THIRTY-THOUSAND sunburnt people in a field, loose-fit 26in flares, 'And God Created Manchester' T-shirts, Keith Mullen... it all seems so distant, barely as if it happened at all. But a long time ago, in a galaxy far, far away, The Stone Roses were the greatest, coolest thing to have ever walked the planet, four psychedelic street casuals capable of saving us from, ooh, everything from Pop Will Eat Itself to world recession.

But now, after this most anti-climactic of years (and for the Roses, that's saying something), the urge to go back in time and persuade John and Ian to split the band the day Reni packed up his sticks and salvage our memories forever is almost unbearable.

It is quite clear, then, that the very last thing we need right now is a mind-numbingly awful collection of ancient pre-Silvertone-period demos called 'Garage Flower'. But, oh Lordy, look out, because here it is! Bootleg-gruesome, totally unofficial (it's being distributed by Pinnacle, without the band's permission) 'Garage...' reeks so badly of a cheap cash-in it's hard to play it without flinging open the windows to escape the stench. At this time of the year, too. Still, all in the line of duty... What we get is the band in fully-blown, crystal-goth mode. Just as the Roses always managed to sound uncannily like the aural equivalent of how they looked at the height of their powers (loose-limbed, floppy-fringed, in control), so they do for 'Garage Flower'. Except this time they sound exactly like that dreadful picture of them which surfaces irregularly featuring Ian in a grisly Paisley shirt and slicked-back hair, and John looking like he's just walked out of a Cult video shoot.

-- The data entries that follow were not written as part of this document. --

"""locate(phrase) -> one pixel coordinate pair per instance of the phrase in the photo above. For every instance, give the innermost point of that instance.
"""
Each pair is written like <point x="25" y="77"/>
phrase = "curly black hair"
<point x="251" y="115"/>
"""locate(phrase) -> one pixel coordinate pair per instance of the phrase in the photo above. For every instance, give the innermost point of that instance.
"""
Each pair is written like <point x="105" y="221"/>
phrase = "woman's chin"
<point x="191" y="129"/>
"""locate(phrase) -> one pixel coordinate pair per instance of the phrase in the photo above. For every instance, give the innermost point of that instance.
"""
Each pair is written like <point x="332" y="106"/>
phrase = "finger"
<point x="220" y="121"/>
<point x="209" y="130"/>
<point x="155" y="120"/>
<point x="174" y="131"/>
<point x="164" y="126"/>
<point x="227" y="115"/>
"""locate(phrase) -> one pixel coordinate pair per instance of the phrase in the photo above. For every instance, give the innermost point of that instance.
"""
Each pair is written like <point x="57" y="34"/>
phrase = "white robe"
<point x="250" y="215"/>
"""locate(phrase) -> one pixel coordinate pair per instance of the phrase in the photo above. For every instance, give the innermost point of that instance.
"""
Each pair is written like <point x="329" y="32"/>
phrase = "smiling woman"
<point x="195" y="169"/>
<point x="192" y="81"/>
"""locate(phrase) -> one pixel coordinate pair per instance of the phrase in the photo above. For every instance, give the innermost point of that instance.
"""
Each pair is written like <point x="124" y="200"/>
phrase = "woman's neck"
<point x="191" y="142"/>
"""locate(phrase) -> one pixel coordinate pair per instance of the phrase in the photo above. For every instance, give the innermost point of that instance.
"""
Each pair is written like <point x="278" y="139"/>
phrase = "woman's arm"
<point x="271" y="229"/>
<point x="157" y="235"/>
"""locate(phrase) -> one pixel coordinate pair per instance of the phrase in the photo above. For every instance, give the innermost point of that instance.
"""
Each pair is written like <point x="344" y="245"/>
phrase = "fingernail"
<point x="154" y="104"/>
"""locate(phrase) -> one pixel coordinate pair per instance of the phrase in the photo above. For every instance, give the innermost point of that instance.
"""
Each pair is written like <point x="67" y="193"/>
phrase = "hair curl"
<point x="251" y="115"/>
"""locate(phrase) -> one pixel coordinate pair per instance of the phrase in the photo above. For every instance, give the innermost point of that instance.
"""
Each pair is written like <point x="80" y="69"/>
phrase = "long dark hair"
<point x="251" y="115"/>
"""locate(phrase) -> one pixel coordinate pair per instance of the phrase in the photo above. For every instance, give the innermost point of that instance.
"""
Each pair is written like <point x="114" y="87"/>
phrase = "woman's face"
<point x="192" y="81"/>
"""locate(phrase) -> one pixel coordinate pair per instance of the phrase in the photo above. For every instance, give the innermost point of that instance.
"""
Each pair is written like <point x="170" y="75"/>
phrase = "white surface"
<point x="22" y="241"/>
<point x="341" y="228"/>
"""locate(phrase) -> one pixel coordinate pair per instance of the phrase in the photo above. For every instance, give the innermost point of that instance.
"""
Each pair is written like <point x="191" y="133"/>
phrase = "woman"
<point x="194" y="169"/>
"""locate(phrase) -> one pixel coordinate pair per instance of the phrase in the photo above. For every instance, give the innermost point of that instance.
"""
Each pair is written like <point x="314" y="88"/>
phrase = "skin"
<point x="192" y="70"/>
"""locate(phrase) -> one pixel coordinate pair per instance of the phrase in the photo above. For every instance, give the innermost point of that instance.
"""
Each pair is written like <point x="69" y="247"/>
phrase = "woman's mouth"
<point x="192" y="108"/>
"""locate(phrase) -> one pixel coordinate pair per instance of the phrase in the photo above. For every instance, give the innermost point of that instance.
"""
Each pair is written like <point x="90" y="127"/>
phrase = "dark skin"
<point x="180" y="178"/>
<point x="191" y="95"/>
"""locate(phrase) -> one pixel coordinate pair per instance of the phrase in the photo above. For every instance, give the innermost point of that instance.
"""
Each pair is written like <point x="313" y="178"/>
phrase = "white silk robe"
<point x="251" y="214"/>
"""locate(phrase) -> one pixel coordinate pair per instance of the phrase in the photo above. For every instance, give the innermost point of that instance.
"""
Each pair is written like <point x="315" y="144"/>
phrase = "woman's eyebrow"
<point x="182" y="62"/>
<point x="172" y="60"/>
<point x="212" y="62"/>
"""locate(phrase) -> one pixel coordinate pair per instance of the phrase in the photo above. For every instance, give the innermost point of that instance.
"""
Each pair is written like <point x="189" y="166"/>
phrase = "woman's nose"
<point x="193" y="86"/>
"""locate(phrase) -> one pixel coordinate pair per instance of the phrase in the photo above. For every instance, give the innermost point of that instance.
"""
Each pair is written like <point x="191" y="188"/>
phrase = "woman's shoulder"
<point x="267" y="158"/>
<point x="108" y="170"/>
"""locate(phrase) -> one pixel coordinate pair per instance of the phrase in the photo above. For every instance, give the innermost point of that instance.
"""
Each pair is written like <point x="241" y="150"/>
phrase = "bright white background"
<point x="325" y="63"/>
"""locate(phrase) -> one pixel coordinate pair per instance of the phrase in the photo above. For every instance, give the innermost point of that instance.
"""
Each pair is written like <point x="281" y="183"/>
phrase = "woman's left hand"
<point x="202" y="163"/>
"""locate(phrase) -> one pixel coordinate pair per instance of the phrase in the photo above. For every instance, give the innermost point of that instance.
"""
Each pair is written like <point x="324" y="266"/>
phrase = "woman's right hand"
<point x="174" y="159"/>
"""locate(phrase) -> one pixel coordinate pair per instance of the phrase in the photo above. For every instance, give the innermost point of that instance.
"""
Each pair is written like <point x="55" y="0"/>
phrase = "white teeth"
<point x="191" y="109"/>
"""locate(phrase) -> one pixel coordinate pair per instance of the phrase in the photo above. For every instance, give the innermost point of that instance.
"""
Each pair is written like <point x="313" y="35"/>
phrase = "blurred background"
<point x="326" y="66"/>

Some context then. The year is 1986 and the Roses are slowly edging themselves toward the effortless glacial cool which eventually shaped their debut album and changed Mark Morriss' life forever. Indeed, for long spells 'Garage...' sounds far more like The Bluetones than it does the Roses themselves, thanks to Ian's devastatingly up-in-the-mix vocals, which appear to have been recorded at several light years' distance from the remainder of the tracks (which is handy, because John Squire's guitar needed an industrial warehouse on its own). Occasionally, however, it just sounds horrible. An opening 'Getting Plenty' and 'Here It Comes' - later to live again on 'Sally Cinnamon' - are downright painful, full of squalling neo-goth guitars and peculiar Adam & The Ants drums, and the probability of future world domination seems remote at best.

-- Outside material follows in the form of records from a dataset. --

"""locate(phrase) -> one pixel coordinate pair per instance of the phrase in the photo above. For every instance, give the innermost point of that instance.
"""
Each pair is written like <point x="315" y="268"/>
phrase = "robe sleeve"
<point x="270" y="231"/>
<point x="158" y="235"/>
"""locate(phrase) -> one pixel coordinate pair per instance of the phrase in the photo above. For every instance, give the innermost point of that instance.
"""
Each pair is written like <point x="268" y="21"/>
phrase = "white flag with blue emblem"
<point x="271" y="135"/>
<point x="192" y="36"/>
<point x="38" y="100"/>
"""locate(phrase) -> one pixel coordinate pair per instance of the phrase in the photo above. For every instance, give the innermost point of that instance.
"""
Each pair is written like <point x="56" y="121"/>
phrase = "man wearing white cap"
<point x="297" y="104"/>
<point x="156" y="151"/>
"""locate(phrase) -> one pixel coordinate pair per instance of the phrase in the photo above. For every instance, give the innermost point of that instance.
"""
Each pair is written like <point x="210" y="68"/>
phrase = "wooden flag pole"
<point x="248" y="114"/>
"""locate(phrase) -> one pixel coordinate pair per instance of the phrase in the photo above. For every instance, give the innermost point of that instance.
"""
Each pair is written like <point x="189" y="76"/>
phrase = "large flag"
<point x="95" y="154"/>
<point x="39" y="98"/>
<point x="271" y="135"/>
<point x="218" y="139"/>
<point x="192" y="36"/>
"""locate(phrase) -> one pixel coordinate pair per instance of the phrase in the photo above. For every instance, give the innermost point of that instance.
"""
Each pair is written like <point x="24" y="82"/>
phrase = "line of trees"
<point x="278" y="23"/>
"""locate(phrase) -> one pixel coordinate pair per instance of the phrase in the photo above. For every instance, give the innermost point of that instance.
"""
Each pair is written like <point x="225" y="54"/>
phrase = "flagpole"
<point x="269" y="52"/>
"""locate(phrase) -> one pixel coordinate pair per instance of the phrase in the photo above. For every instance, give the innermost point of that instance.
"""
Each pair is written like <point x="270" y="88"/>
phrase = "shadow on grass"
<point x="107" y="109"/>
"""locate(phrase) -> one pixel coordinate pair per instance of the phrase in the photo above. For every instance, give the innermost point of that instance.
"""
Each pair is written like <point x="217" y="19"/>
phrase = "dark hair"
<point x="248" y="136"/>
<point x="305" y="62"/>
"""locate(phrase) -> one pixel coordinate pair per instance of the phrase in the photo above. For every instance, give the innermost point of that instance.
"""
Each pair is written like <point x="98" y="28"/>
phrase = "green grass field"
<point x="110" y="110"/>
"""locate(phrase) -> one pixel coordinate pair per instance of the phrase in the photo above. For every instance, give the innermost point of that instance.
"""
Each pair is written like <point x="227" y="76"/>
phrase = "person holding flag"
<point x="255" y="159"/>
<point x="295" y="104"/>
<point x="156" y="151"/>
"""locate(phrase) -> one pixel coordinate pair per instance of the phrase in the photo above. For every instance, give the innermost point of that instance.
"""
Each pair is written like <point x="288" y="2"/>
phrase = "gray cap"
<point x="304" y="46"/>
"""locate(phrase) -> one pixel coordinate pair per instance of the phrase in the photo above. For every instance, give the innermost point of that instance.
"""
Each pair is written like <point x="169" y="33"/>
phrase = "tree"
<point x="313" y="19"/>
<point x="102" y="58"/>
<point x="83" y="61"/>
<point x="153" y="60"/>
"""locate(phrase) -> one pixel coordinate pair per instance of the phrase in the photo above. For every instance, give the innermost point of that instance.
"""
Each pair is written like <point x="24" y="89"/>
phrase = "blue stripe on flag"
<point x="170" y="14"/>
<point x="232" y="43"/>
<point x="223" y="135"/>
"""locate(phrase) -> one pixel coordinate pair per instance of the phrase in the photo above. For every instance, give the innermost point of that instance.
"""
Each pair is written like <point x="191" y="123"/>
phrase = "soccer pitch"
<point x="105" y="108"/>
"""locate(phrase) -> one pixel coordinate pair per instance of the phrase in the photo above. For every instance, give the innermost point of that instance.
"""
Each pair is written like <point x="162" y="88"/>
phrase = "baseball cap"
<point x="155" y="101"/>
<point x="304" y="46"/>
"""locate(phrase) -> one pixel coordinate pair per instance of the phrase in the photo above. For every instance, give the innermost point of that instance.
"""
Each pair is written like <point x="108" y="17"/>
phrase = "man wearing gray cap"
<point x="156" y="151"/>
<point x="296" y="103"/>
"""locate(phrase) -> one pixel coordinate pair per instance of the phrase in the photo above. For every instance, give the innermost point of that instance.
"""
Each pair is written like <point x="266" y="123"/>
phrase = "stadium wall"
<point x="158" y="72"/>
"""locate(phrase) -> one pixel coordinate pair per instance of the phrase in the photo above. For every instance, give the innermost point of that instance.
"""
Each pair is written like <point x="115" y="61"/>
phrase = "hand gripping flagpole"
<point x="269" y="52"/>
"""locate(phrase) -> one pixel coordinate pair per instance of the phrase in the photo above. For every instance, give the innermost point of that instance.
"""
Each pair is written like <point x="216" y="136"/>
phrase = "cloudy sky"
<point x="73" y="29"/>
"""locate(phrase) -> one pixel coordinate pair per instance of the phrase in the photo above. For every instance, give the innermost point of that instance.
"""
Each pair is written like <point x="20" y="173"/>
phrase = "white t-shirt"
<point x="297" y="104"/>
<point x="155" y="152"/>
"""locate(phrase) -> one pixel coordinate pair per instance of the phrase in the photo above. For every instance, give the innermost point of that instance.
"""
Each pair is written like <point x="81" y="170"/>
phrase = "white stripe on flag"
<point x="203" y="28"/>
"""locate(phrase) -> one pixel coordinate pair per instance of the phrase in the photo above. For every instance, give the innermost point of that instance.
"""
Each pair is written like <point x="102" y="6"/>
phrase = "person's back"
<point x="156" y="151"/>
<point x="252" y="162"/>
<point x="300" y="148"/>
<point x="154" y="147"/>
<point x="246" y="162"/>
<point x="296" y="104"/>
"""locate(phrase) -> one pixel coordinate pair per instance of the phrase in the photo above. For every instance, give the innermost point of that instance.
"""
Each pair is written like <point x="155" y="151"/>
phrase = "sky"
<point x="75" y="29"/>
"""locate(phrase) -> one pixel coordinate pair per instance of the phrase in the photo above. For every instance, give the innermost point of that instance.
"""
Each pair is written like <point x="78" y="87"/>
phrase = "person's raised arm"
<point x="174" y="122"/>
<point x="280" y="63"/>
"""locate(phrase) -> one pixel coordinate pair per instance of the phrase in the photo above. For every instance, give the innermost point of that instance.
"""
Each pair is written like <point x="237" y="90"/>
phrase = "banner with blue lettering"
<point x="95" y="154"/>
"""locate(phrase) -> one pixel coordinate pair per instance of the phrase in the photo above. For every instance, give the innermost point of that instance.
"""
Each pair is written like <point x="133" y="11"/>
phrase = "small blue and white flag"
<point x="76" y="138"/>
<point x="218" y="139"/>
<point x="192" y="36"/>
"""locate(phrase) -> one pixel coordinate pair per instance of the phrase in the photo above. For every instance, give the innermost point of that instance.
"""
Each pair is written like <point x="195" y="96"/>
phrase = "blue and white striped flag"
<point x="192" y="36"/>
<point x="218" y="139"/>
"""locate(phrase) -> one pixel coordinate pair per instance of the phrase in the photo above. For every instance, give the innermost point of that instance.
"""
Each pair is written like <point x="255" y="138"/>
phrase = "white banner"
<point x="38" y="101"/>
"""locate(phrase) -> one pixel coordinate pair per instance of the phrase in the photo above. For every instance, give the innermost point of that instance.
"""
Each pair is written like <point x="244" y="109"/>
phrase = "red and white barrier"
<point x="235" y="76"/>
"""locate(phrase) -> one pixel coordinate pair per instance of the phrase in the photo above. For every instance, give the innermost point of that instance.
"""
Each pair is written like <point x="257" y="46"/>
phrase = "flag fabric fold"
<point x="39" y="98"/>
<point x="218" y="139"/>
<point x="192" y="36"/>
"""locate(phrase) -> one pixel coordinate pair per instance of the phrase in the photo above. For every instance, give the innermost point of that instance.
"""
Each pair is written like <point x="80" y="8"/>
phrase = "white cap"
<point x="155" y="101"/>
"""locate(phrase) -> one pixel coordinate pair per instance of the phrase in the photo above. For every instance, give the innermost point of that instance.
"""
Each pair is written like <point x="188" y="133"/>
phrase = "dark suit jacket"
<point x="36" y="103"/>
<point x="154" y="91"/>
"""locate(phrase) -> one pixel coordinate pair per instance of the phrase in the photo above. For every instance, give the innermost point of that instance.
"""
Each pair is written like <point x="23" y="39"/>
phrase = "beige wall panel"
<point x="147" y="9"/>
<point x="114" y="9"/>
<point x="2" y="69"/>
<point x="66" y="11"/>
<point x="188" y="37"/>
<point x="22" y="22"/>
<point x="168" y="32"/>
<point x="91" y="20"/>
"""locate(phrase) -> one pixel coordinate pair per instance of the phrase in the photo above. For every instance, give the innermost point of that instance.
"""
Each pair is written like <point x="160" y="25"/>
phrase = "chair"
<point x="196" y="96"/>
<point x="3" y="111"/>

So when the flash of genius comes, in that first rumble of 'I Wanna Be Adored' you're hardly even awake, let alone ready for it. There's still the ever-dire production to contend with, plus a malevolent Reni - this time he appears to be slamming a large door every four bars - but it still sounds magnificent, a sign that the band were learning, even then, to curb their sonic excesses in the quest for the epic tour de force which would, inevitably engulf them.

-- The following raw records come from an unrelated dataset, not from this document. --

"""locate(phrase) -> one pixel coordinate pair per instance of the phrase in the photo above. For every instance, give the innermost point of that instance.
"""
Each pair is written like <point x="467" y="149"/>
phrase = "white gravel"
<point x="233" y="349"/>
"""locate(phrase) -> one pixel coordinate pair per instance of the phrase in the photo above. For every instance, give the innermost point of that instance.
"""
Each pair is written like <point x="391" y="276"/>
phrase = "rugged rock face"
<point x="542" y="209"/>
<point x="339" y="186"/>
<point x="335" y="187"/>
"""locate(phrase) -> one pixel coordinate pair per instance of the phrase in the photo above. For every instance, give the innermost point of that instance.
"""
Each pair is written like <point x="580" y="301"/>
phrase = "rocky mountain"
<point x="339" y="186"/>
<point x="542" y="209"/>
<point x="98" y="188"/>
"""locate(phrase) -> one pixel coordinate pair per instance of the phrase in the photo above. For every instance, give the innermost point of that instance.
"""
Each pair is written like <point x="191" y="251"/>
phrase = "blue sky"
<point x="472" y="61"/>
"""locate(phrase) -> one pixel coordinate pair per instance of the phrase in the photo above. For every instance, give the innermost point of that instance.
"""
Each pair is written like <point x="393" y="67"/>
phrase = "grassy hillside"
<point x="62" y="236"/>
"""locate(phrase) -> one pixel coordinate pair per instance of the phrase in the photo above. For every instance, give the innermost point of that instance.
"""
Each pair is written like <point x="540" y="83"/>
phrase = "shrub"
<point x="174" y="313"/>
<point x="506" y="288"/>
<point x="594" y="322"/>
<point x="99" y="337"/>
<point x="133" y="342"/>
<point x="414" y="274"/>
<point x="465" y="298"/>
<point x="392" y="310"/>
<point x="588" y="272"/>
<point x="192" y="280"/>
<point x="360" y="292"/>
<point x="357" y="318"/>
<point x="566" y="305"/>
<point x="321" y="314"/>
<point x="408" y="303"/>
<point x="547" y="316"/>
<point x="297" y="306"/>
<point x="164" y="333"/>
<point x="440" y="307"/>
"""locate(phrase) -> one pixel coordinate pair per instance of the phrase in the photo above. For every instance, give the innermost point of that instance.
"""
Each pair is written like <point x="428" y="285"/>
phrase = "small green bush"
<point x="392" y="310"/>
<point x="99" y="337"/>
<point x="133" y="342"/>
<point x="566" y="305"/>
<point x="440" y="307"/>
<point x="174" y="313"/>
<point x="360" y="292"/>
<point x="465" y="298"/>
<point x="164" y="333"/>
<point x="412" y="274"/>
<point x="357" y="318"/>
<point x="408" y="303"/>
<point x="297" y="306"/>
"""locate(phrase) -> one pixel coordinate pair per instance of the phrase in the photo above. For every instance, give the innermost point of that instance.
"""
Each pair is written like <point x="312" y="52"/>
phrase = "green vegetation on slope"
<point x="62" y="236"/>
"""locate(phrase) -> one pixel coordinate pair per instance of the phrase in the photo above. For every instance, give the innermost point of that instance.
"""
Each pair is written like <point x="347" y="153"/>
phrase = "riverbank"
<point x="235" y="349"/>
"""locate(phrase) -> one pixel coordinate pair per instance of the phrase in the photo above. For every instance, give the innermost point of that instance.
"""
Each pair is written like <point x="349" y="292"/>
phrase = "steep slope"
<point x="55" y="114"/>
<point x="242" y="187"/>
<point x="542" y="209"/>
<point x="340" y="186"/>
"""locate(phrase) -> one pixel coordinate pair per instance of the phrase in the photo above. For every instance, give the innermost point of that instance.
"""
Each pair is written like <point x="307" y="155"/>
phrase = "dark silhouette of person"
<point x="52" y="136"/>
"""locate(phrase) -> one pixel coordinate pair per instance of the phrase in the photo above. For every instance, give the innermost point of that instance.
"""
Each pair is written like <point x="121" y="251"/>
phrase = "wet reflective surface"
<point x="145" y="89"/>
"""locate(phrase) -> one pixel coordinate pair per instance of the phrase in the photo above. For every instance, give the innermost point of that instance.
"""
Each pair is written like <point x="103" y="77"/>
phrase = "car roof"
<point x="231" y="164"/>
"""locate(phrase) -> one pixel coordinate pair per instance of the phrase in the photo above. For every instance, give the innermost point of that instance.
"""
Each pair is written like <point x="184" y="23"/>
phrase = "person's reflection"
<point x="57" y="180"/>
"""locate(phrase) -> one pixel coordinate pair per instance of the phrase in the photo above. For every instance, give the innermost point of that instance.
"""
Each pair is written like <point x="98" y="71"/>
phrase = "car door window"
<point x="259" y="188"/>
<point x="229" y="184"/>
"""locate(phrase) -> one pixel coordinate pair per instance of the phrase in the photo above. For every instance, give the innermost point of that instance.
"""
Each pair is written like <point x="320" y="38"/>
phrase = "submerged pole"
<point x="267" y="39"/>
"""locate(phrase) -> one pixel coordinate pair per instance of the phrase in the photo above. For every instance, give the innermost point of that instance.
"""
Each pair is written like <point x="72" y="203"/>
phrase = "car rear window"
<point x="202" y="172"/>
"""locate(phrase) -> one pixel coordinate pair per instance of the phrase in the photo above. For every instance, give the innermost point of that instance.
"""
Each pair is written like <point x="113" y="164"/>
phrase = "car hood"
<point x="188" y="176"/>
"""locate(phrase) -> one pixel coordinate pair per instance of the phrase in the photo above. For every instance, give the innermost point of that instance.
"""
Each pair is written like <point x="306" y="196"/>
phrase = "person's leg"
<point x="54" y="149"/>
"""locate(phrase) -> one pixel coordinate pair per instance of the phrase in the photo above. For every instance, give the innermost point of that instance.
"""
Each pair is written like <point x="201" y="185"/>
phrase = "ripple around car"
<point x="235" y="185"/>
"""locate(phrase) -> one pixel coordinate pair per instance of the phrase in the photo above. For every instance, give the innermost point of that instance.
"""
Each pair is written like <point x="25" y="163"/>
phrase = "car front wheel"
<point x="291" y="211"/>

Elsewhere we get a still wet-behind-the-ears 'This Is The One', the beginnings of 'I Am The Resurrection' hidden away inside 'All I Want' and countless evidence of Ian Brown's way with both a megalomaniacal lyric (best example: when he bawls, "I love only me/I've got the answer to everything!" in 'Tell Me'), and his habit of falling woefully out of tune the longer he attempts to hold a note. Plus, in the ten seconds that is 'Haddock' - yup, you guessed it, a pointless backwards slice of guitar noodling - there's a hint of a future doing the same thing to entire songs and passing it off as art.

But really - to attribute any deeper significance whatsoever to 'Garage Flower' along the lines of it having an 'Anthology'-esque curio value would be to ignore the fact that, in the wake of the split, it's little, if anything, more than a cynical cash-in on the band's demise. And so cruelly timed too.

If you're still feeling a little fragile, you'd be best advised to avoid it altogether.